- Another thing about growing up crazy is that oftentimes people with mental illness or severe emotional problems are adept at manipulating other people in order to get their own needs met. This can happen because they’re not able or willing to try to get their needs met by doing something as straightforward as asking, and it can happen because they have very low tolerance for frustration, so they’re not willing to accept the possibility of NOT getting their needs met through other people. And, in some cases, emotionally damaged people rely unrealistically on others to meet their needs, which, combined with the unwillingness to ask directly for what they want and the inability to tolerate frustration, leads again to manipulation.
Because of my history, I am fluent in manipulese, though I don’t speak it myself (or certainly try not to). Here are the top 5 ways you know you’re being manipulated.
- The other person has just delivered an emotional throat punch and is now telling you that you’re not entitled to be hurt. Variation: Your feelings are hurt after the emotional throat punch, and you’ve saved them a step by proactively questioning whether you’re entitled to be hurt. This happens when you’ve been manipulated for a while and haven’t realized it – you internalize the manipulation and make yourself feel guilty. It’s OK to stop doing this!
- Someone who isn’t really all that funny is constantly trying to tell you that they’re “just kidding.” Their version of kidding might include ridicule of your body, abilities, food choices or livelihood. Their version of kidding almost never involves actual humor.

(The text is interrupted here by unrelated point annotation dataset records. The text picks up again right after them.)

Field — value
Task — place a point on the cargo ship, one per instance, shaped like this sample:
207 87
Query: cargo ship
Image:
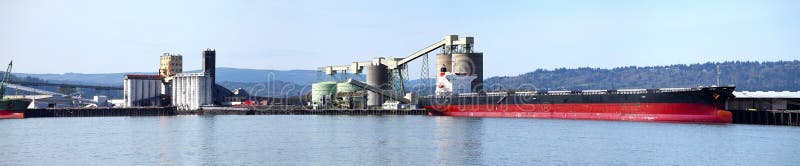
454 97
11 108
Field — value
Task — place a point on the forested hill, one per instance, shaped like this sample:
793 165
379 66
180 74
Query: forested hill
746 76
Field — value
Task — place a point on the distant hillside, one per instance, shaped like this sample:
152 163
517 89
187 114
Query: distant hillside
749 76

- You haven’t body-snatched another person and forced them to bend to your will like a puppet, but they accuse you of making them feel or behave a certain way. Example: “I’m sorry I threw my burrito at you, but you made me so mad, I had no choice.”
- The other person isn’t an actual wizard or mindreader, but claims to know exactly what your motivations are in any situation where there is conflict. You’ll know this is happening if their sentences start with some variation on “you think you can just …”
- You haven’t killed anyone, stolen anything or coveted your neighbor’s spouse, and yet you feel guilty after interacting with someone. Often, the “crime” is that you were going along in life, being yourself, making the most of the gift that is your very own life, and somehow someone wants you to feel guilty because you’re not giving your life up in service of their wants.
Bonus sign: Someone you know never tells you about what they think of you, but seem to delight in sharing what they’ve heard others think of you. And of course they’re only telling you because they’re your friend.